Two types of predictions

  1. Prediction for the mean: “What is the average predicted number of organic vegetable options in a neighborhood with an average income of $70k?”

  2. Prediction for an individual observation: “What is the predicted number of organic vegetable options at a single HEB in a neighborhood with an average income of $70k?”

Which would you expect to be more variable? The average prediction or the prediction for an individual observation? Based on your answer, how would you expect the widths of plausible ranges for these two predictions to compare?

Uncertainty in predictions

Confidence interval for the mean outcome: \[\large{\hat{y} \pm t_{n-2}^* \times \color{purple}{\mathbf{SE}_{\hat{\boldsymbol{\mu}}}}}\]

Prediction interval for an individual observation: \[\large{\hat{y} \pm t_{n-2}^* \times \color{purple}{\mathbf{SE_{\hat{y}}}}}\]

Standard errors

Standard error of the mean outcome: \[SE_{\hat{\mu}} = \hat{\sigma}_\epsilon\sqrt{\frac{1}{n} + \frac{(x-\bar{x})^2}{\sum\limits_{i=1}^n(x_i - \bar{x})^2}}\]

Standard error of an individual outcome: \[SE_{\hat{y}} = \hat{\sigma}_\epsilon\sqrt{1 + \frac{1}{n} + \frac{(x-\bar{x})^2}{\sum\limits_{i=1}^n(x_i - \bar{x})^2}}\]

Standard errors

Standard error of the mean outcome: \[SE_{\hat{\mu}} = \hat{\sigma}_\epsilon\sqrt{\frac{1}{n} + \frac{(x-\bar{x})^2}{\sum\limits_{i=1}^n(x_i - \bar{x})^2}}\]
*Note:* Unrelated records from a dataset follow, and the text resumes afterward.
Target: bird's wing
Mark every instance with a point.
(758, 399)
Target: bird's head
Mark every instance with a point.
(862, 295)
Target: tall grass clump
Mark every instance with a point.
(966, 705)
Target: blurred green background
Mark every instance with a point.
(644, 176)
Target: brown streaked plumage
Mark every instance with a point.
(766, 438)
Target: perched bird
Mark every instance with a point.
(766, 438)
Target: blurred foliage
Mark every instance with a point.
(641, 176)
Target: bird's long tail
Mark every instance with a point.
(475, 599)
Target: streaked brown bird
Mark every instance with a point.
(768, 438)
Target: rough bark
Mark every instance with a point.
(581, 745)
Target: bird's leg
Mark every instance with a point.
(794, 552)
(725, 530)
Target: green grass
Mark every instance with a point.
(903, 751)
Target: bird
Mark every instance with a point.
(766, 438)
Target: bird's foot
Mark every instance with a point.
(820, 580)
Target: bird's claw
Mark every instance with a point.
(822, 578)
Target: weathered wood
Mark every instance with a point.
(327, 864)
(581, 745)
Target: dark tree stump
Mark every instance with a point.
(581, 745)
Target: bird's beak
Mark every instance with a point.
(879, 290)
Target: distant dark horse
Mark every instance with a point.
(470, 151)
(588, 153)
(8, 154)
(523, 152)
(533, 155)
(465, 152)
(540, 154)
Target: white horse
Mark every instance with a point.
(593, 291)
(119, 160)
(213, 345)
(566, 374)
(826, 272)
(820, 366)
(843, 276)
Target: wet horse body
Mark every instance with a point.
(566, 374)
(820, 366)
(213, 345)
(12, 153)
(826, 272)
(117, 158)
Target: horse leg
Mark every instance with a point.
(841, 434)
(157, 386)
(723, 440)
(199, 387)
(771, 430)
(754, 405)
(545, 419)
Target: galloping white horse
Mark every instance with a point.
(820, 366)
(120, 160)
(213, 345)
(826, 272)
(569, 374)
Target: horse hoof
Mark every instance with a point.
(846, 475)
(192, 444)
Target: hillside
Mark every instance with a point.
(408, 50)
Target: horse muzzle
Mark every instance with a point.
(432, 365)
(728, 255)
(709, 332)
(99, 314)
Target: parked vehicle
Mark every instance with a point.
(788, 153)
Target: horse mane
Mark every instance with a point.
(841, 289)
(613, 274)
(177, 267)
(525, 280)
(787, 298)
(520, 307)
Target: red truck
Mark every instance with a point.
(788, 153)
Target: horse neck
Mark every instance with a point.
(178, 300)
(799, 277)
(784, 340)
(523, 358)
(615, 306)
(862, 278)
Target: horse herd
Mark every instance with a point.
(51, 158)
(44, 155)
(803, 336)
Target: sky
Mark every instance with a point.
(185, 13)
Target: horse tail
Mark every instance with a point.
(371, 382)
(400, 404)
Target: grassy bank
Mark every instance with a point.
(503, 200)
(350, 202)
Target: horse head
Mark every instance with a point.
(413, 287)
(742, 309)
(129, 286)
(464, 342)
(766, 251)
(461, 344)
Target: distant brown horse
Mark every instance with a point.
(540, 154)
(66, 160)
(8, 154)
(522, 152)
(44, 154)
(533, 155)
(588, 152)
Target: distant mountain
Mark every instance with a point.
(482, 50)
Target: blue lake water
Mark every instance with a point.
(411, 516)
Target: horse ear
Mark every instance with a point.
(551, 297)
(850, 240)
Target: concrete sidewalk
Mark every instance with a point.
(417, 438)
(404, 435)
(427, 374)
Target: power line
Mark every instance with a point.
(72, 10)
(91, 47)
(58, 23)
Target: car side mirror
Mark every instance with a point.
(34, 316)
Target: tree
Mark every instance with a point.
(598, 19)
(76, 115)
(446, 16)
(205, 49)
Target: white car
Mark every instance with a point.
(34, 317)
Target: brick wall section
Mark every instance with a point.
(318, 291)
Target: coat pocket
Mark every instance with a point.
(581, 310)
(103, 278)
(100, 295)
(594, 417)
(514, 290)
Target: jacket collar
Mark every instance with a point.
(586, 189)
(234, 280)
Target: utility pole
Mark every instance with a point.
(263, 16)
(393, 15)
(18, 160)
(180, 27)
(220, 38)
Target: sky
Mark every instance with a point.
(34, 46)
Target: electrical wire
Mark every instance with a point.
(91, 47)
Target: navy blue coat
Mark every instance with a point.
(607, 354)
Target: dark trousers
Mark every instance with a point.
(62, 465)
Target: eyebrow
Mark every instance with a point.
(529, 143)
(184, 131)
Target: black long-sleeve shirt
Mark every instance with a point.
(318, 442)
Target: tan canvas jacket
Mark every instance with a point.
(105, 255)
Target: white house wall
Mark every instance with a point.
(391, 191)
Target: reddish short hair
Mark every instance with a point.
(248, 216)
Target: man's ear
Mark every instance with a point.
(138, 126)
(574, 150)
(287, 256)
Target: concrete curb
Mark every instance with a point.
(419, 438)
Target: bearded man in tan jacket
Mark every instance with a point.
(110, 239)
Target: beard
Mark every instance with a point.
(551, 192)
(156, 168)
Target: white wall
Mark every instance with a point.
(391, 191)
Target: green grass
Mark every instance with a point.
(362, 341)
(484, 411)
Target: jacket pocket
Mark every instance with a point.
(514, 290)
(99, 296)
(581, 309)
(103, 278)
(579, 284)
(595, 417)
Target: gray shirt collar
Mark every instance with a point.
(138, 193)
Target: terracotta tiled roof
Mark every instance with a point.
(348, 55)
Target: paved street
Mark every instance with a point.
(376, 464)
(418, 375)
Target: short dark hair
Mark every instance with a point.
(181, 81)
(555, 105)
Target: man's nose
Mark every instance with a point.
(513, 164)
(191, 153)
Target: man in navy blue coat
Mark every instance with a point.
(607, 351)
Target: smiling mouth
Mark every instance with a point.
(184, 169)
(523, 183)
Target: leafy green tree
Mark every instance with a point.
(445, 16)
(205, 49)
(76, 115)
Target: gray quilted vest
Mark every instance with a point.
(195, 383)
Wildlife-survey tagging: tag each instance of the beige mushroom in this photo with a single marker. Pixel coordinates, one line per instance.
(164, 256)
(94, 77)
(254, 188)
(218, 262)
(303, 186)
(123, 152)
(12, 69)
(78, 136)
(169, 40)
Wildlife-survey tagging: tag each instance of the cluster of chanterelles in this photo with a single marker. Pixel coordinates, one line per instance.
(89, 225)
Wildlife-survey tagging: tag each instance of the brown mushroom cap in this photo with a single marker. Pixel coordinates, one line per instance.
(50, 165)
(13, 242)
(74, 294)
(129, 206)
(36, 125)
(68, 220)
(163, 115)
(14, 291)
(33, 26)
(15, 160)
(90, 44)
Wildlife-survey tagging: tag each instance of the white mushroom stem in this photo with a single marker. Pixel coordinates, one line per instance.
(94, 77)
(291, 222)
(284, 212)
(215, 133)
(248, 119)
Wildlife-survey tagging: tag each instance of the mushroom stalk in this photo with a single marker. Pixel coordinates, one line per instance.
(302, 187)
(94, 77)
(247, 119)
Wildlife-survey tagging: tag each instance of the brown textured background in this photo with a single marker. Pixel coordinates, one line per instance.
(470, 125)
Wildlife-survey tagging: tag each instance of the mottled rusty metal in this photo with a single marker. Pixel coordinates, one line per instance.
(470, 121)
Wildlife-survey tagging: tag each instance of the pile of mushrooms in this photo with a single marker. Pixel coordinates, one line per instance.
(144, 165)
Standard error of an individual outcome: \[SE_{\hat{y}} = \hat{\sigma}_\epsilon\sqrt{\mathbf{\color{purple}{\Large{1}}} + \frac{1}{n} + \frac{(x-\bar{x})^2}{\sum\limits_{i=1}^n(x_i - \bar{x})^2}}\]

Confidence interval

The 95% confidence interval for the mean outcome:

new_neighborhood <- tibble(Avg_Income_K = 70)

predict(heb_fit, newdata = new_neighborhood, interval = "confidence", level = 0.95) |>
  kable()
fit lwr upr
52.4175 46.58558 58.24942
  • We are 95% confident that the mean number of organic vegetable options offered by HEB in a neighborhood with an average income of $70k is between 46.59 and 58.25.

Prediction interval

The 95% prediction interval for an individual outcome:

predict(heb_fit, newdata = new_neighborhood, interval = "prediction", level = 0.95) |>
  kable()
fit lwr upr
52.4175 16.48941 88.34559

We are 95% confident that the number of organic vegetable options offered by HEB in a neighborhood with an average income of $70k is between 16.49 and 88.35.

Comparing intervals

Extrapolation

Using the model to predict for values outside the range of the original data is extrapolation.

Calculate the prediction interval for the number of organic options in an extremely wealthy neighborhood with an average household income of $500k.

No, thanks!

AI Generated Image of "A very rich person eating organic vegetables"

Extrapolation

Why do we want to avoid extrapolation?